Synopses & Reviews
Reelecting Lincoln: The Battle for the 1864 Presidency tells the dramatic story of perhaps the most critical election campaign in American history. Taking place in the midst of the Civil War, this election would determine the very future of the nation. Would the country be unified or permanently divided? Would slavery continue?
Weaving corroborative detail and rich anecdotal material into a fast-paced narrative, John C. Waugh succeeds in placing this pivotal election in its proper context while evoking its rich human drama. In these pages, the men and women who figured in this epic campaign emerge in bold relief, with all their strengths, weaknesses, and idiosyncrasies. The result is a page-turner that also happens to be a true story.
The best historical writing is the kind that makes the past come alive. Waugh, a former newspaper correspondent, proves that history need not be dry: he uses his journalistic skills to infuse the pages with the sights, sounds, and atmosphere of those times. Drawing from an extensive array of sources, including published and unpublished reminiscences, memoirs, autobiographies, letters, newspapers, and periodicals, he clearly evokes the drama and uncertainty of that fateful year with all the immediacy of a political reporter covering a national presidential election today.
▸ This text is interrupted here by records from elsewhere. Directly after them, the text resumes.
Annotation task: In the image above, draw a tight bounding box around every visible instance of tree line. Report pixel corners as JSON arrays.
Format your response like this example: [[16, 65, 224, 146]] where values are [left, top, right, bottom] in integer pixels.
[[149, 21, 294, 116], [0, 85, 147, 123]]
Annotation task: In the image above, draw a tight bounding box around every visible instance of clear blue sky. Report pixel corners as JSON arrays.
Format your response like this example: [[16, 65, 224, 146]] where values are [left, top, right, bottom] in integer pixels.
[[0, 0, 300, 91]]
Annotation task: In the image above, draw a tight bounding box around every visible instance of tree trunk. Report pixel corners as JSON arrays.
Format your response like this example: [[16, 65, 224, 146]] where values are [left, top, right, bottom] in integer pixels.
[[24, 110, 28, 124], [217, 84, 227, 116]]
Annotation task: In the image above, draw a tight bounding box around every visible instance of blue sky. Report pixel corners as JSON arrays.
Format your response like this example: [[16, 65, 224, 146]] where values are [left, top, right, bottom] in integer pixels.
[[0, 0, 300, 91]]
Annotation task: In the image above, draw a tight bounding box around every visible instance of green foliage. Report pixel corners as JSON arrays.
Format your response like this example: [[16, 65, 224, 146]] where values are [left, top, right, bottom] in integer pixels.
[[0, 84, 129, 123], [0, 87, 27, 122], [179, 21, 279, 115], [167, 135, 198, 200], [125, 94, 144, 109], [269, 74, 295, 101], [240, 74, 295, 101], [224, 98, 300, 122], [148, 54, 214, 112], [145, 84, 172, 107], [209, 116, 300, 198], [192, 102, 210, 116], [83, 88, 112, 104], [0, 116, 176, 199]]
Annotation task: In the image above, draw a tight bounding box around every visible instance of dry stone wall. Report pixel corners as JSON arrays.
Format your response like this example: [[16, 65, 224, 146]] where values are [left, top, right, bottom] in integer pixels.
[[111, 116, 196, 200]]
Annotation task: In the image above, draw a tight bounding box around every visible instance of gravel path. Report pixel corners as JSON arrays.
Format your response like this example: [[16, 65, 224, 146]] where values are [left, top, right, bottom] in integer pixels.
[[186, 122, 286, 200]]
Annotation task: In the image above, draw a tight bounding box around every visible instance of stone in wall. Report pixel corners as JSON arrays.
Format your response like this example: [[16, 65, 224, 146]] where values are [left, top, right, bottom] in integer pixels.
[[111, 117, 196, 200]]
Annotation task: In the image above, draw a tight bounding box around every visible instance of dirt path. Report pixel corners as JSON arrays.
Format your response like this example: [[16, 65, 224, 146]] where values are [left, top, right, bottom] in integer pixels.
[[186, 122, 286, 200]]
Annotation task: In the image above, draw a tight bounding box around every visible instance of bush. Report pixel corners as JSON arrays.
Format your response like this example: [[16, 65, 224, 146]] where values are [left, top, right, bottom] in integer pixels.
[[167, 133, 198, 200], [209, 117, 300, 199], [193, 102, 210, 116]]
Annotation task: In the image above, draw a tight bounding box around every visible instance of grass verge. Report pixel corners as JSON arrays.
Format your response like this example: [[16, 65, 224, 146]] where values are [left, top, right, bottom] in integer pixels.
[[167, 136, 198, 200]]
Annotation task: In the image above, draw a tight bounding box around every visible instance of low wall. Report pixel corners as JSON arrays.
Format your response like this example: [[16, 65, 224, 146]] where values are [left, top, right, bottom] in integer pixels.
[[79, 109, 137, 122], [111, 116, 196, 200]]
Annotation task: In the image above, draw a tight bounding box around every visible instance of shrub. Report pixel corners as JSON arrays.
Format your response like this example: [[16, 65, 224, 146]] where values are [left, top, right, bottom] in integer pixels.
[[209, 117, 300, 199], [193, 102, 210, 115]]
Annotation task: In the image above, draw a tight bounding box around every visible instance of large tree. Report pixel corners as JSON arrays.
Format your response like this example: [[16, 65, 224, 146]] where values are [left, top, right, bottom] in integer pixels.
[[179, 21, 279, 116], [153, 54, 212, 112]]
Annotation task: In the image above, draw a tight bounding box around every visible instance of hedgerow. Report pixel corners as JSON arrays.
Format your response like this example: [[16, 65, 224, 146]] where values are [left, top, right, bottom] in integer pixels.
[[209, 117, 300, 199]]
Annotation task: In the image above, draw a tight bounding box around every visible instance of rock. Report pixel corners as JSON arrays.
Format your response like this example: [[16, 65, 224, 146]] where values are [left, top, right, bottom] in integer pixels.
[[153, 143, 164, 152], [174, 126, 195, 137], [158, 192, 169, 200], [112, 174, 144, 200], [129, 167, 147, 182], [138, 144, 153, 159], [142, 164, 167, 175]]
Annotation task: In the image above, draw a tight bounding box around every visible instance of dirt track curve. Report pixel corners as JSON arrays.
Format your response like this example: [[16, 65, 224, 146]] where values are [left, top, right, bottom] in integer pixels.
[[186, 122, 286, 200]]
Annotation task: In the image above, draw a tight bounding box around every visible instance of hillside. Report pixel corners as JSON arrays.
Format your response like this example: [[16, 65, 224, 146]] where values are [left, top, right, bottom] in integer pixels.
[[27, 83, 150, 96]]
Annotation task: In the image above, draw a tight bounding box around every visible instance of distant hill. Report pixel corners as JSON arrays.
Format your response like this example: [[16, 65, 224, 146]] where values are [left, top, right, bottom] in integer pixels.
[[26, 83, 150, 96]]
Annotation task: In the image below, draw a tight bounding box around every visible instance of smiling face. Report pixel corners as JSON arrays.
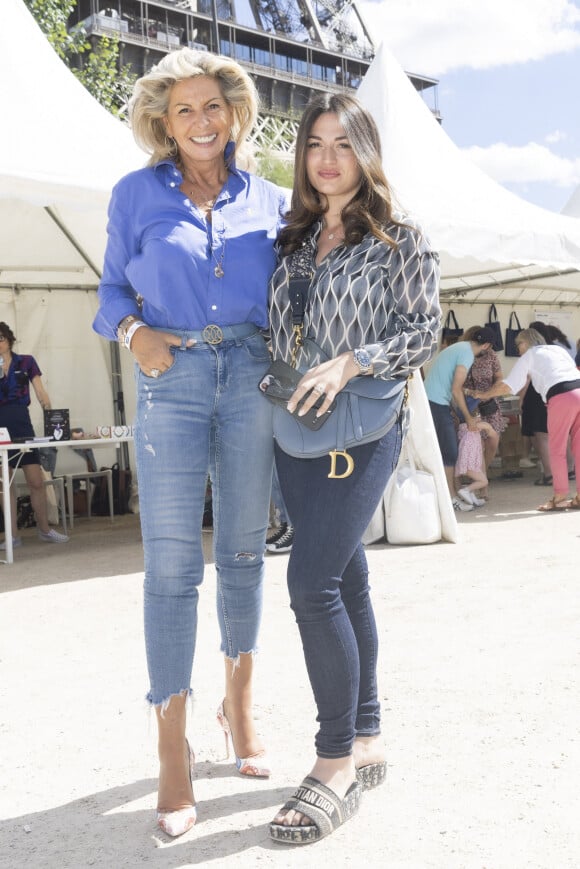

Includes bibliographical references (p. 415-437) and index.
About the Author
John C. Waugh is a newspaperjournalist turned historical reporter. He was a staff correspondent and bureau chief for The Christian Science Monitor for many years. He has also served on the staffs of Vice President Nelson Rockefeller and U.S. Senator Jeff Bingaman of New Mexico. His previous book, The Class of 1846, won the New York Civil War Round Table's Fletcher Pratt Literary Award for the best nonfiction book on the Civil War published in 1994. Waugh lives in Arlington, Texas.